A declaração do presidente Jair Bolsonaro (PL) de que a ministra da Mulher, Família e Direitos Humanos, Damares Alves (sem partido) pode disputar o Senado por São Paulo  desagradou pré-candidatos que esperavam contar com o apoio do presidente e dividiu ainda mais o palanque na direita no maior colégio eleitoral do país.

O cenário é parecido com o que se vê no governo estadual, onde o ex-ministro da Educação Abraham Weintraub, antigo aliado do presidente, disputa o eleitorado bolsonarista com o ministro da Infraestrutura, Tarcísio Freitas.

Deputada estadual mais votada da história do país, Janaína Paschoal (PSL) esperava o apoio de Bolsonaro para concorrer ao Senado, isso mesmo após romper com presidente e se tornar crítica de seu governo, já tendo dito em redes sociais que o mandatário parecia filiado ao PSOL. Nos últimos meses, no entanto, para viabilizar o apoio, a parlamentar voltou a acenar para a base bolsonarista e começou a trabalhar por uma aliança com Tarcísio.

Ao comentar o convite a Damares, Janaína disse que Bolsonaro gosta de prejudicar a direita.
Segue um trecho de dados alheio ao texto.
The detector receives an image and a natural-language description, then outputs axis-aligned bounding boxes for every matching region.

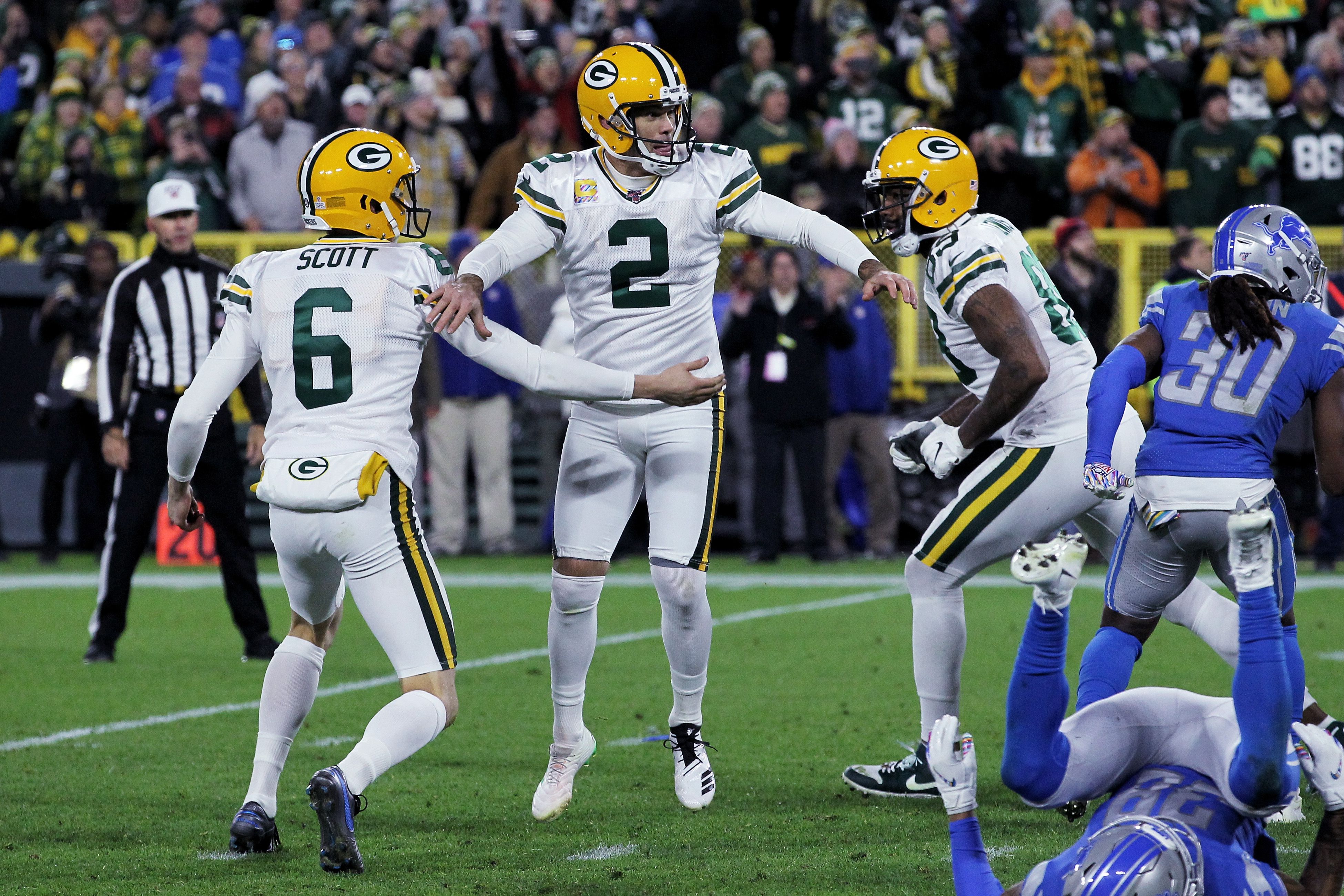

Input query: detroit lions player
[1078,205,1344,736]
[929,527,1344,896]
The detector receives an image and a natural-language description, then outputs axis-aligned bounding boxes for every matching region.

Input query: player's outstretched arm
[168,314,261,532]
[1083,324,1163,501]
[1312,369,1344,496]
[1280,721,1344,896]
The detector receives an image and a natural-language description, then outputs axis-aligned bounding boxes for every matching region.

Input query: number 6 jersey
[923,214,1097,447]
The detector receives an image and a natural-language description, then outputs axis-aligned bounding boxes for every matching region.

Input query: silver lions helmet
[1208,205,1326,308]
[1059,817,1204,896]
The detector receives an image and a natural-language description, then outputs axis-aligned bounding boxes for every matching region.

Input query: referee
[85,180,277,662]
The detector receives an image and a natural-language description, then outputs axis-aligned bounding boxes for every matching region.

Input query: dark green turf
[0,558,1344,893]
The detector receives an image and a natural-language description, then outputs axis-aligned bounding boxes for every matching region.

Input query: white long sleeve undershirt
[458,192,876,286]
[168,306,634,482]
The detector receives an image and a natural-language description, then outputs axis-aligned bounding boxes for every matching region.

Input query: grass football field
[0,555,1344,895]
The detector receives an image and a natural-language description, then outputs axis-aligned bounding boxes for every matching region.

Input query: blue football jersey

Já fez isso em 2020 está fazendo de novo, declarou:

— Ele (Bolsonaro) quer vassalos. Nada além disso. E ele sabe que eu não sou — disse a deputada, que ainda criticou a escolha da ministra. — É preciso lembrar que o Senado é a casa em que o estados são representados. Quanto às pautas conservadoras, para defendê-las, é preciso bem mais do que dizer que menina veste rosa e menino veste azul — afirmou ela, em referência à polêmica frase dita pela ministra em 2019.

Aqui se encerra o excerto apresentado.